Tags: #Intriga, #Policíaco

Paw se encogió de hombros y murmuró algo ininteligible.

Katherina extrajo el llavero y quitó la llave de la tienda.

—Puedes cerrar a las cinco si no hay clientes. Aquí tienes la llave de la puerta de la calle.

—Tengo una llave —contestó Paw, metiendo las manos en los bolsillos—. Tendré cuidado, no te preocupes.

En aquel momento, el Mercedes de Jon aparcó frente a la tienda. Katherina cogió su chaqueta y su bolso y se dirigió a la puerta.

—Diviértete —le dijo a Paw con una sonrisa irónica.

—Muy graciosa —dijo él, levantando la mano—. Vamos, lárgate.

Katherina se acercó al coche. Jon había descendido y estaba allí, contemplando el despejado cielo azul por encima de los edificios.

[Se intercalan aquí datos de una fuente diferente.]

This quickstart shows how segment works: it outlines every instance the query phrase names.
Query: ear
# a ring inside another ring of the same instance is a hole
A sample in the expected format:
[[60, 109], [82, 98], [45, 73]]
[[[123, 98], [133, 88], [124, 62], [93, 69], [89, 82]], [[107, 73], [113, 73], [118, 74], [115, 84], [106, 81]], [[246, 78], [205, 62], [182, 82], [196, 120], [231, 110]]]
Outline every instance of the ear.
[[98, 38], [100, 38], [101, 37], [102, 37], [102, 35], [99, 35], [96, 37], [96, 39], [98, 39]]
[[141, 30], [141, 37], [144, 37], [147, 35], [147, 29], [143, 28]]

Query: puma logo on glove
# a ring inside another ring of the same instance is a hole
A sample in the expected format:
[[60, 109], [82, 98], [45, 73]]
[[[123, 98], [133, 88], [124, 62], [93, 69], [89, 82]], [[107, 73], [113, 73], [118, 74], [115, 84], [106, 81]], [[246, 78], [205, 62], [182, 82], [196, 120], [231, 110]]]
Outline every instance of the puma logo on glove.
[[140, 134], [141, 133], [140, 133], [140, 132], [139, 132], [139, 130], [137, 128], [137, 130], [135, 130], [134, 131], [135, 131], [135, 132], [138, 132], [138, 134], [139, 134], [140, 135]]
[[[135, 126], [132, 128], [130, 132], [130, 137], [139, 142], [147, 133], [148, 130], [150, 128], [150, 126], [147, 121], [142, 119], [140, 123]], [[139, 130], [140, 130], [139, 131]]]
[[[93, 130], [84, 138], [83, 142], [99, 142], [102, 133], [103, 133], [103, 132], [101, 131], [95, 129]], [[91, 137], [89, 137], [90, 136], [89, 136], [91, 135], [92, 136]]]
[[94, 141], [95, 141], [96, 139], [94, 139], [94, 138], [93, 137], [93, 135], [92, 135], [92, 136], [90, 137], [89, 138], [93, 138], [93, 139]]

Sus fosas nasales se dilataban y contraían cada vez que tomaba aliento, como si quisiera saborear el aire de la ciudad antes de viajar al campo. Era la primera vez que Katherina lo veía sin traje y corbata. Llevaba unos vaqueros y un grueso jersey de lana. Le quedaba bien.

—¿Cuánto tiempo tardaremos en llegar? —le preguntó Katherina tras un abrazo un tanto torpe.

—Una hora, tal vez hora y media —contestó Jon, poniendo en marcha el coche—. No creo que donde está su granja haya nada, de modo que probablemente tengamos que detenernos en la carretera.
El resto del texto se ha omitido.